Unlike Np55, which is widely, if not ubiquitously, expressed, Np65 expression is believed to be restricted to synapses of neurons and neuronal cell types of the CNS (2, 7). In human, Np65 is reported to be expressed by retinal photoreceptors (8), Purkinje and granule cells of the cerebellum (3), and pyramidal neurons throughout the various CA regions of the hippocampus (3). In all cases, it would appear that Np65 is both a pre‑ and postsynaptic protein that has at least two functions. First, it serves as a cell adhesion molecule, forming homodimers in trans via its V‑type Ig‑like domain and, second, it forms a complex with FGFR1 in cis via its second I‑type Ig‑like domain, initiating downstream signaling through the FGF receptor (2, 7, 9). Although the particulars are unclear, at least two signaling pathways are involved. One involves p38 MAP kinase that, when activated, promotes GluR1cycling away from the cell membrane. This has a net effect of blocking LTP induction in the hippocampus (2, 9, 10). ERK1/2 and CaMKII can also be activated, resulting in the initiation of neurite outgrowth (2, 9). The diversity of outcomes associated with a common ligand‑receptor pair suggests the potential for a highly nuanced response program that may involve additional receptor elements.

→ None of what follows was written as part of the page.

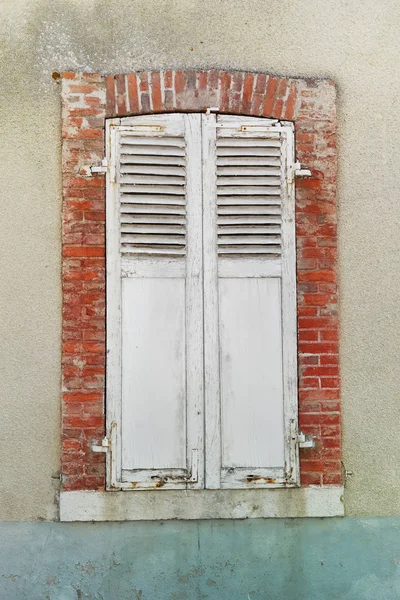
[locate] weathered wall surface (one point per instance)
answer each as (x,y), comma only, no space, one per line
(218,560)
(354,43)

- Muramatsu, T and T. Miyauchi (2003) Histol. Histopathol. 18:981.
- Owczarek, S. and V. Berezin (2012) Int. J. Biochem. Cell Biol. 44:1.
- Bernstein, H-G. et al. (2007) Brain Res. 1134:107.
- Smalla, K-H. et al. (2000) Proc. Natl. Acad. Sci. USA 97:4327.
- Langnaese, K. et al. (1997) J. Biol. Chem. 272:821.
- SwissProt # Q9Y639.
- Owczarek, S. et al. (2010) FASEB J. 24:1139.
- Kreutz, M.R. et al. (2001) Invest. Ophthalmol. Vis. Sci. 42:1907.
- Owczarek, S. et al. (2011) J. Neurochem. 117:984.
- Empson, R.M. et al. (2006) J. Neurochem. 99:850.